Ever more powerful hardware can stress software and lead to bottlenecks not previously seen. I was working recently on Olio scalability where the challenge was to see how many active users our configuration could support while meeting specified response time targets. In our setup, an active user on average did one operation every 5 seconds, and an operation required on average 7 web transactions. Supporting 10000 users across two X2270 web servers therefore involved a transaction rate of about 7200 transactions per second per server. The web tier contained PHP application code that in turn accessed memcached, NFS-mounted filestore, and backend replicated MySQL database.
Needless to say, the initial configuration failed to support 10000 users. The history of the exercise then became one of iterating through a process of identifying bottlenecks, eliminating or working around them, and moving on to discover the next bottleneck. There will always be at least one bottleneck of course, but artificial bottlenecks in software that prevent the underlying hardware from being fully utilized are especially to be avoided.
One of the things we did in the course of a run is use Solaris' lockstat(1M) command to collect information about hot locks in the kernel. Solaris uses several different kinds of lock: locks where it is acceptable to be put to sleep, locks where you are only permitted to spin if an attempt to get the lock fails, Read-Write locks that can allow multiple concurrent readers but only one writer at a time, etc. In our case, contention for Read-Write locks dominated. Here's an example:
R/W writer blocked by writer: 604708 events in 518.141 seconds (1167 events/sec)
Count indv cuml rcnt nsec Lock Caller
-------------------------------------------------------------------------------
604575 100% 100% 0.00 1376373 0xffffff0e9e1893c8 ufs_rwlock+0xf6
54 0% 100% 0.00 26305 0xffffff0d38a73630 tmp_remove+0x70
51 0% 100% 0.00 32393 0xffffff0d38a73630 tmp_create+0x126
15 0% 100% 0.00 31474 0xffffff0d38a73630 tmp_rename+0x1b4
The output shows a major bottleneck on a particular ufs rwlock.
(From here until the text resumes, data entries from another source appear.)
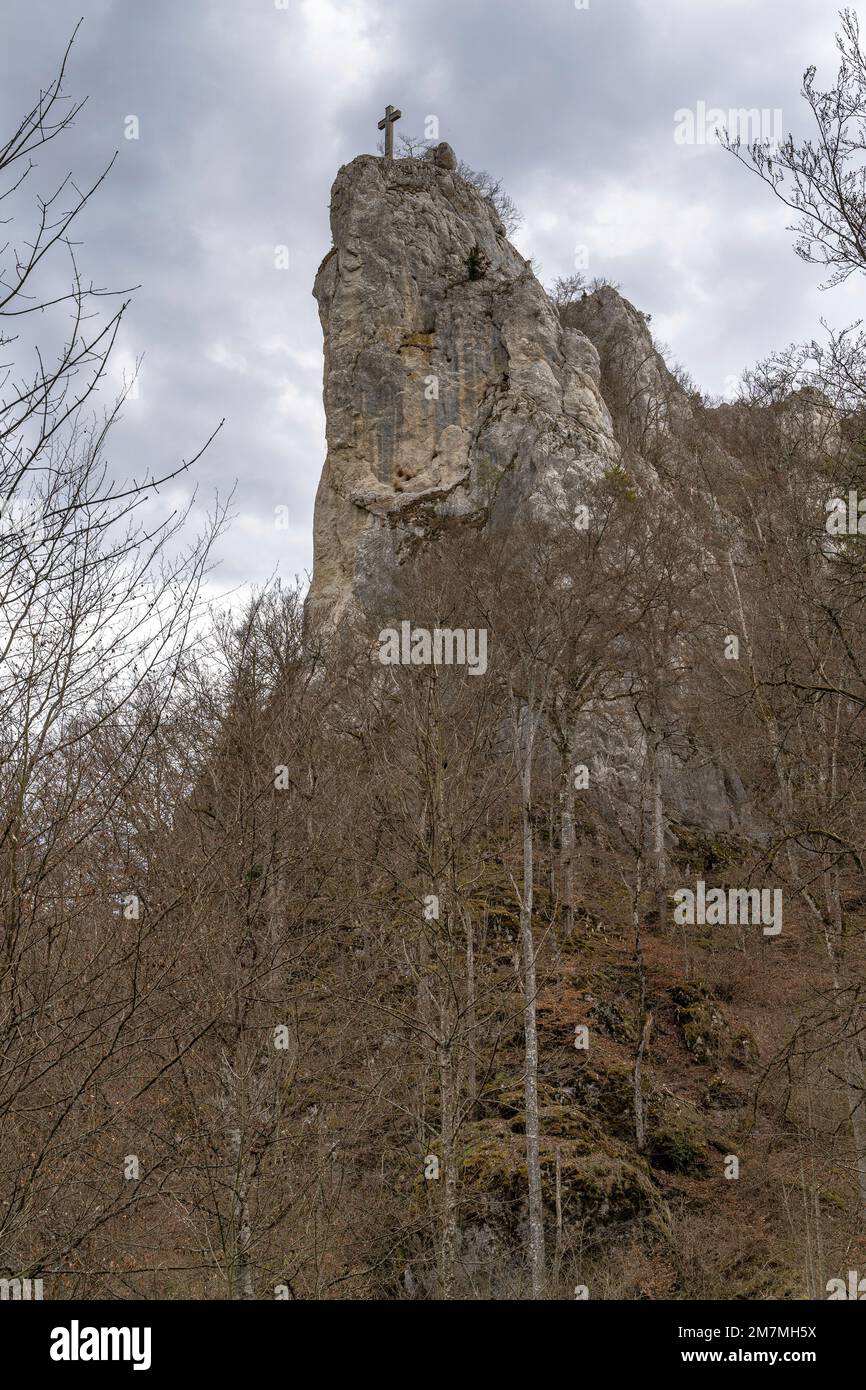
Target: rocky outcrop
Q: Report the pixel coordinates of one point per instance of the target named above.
(453, 392)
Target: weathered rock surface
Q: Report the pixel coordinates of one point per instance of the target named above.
(458, 394)
(453, 394)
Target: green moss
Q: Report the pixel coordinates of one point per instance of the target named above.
(722, 1094)
(677, 1144)
(701, 1020)
(602, 1186)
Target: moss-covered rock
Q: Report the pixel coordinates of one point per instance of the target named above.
(677, 1143)
(722, 1094)
(601, 1183)
(701, 1020)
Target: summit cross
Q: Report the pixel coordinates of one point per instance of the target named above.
(387, 125)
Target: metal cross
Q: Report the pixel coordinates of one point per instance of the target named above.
(387, 125)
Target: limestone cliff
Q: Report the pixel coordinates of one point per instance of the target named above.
(453, 394)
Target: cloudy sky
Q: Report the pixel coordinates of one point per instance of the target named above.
(245, 110)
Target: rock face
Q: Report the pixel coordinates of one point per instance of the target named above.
(458, 394)
(453, 394)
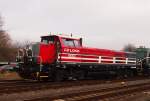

But what file is that lock associated with? Via mdb(1), the Lock address can be used to find the filename. The Caller gives a strong clue that the lock is ufs-related, and mdb's ::whatis dcmd can be used to identify it:
> 0xffffff0e9e1893c8::whatis ffffff0e9e1893c8 is ffffff0e9e1892f0+d8, allocated from ufs_inode_cache
Again we have a strong clue that the lock is associated with an inode. Proceeding on the assumption that we're dealing with the i_rwlock field of an inode, a sanity check can be performed to verify that the offset of i_rwlock in inode_t is 0xd8, which matches the offset in the ::whatis output. [I admit, I did also look at kernel source to get these fieldnames.]
> ::offsetof inode_t i_rwlock offsetof (inode_t, i_rwlock) = 0xd8
The next step is to get the vnode corresponding to the inode, and from that get the path of the file it represents. The inode's base address was infact printed by the ::whatis dcmd, but it could also be computed by subtracting i_rwlock offset from the lock address. Either works. From there, just print the value of i_vnode, then use the ::vnode2path dcmd.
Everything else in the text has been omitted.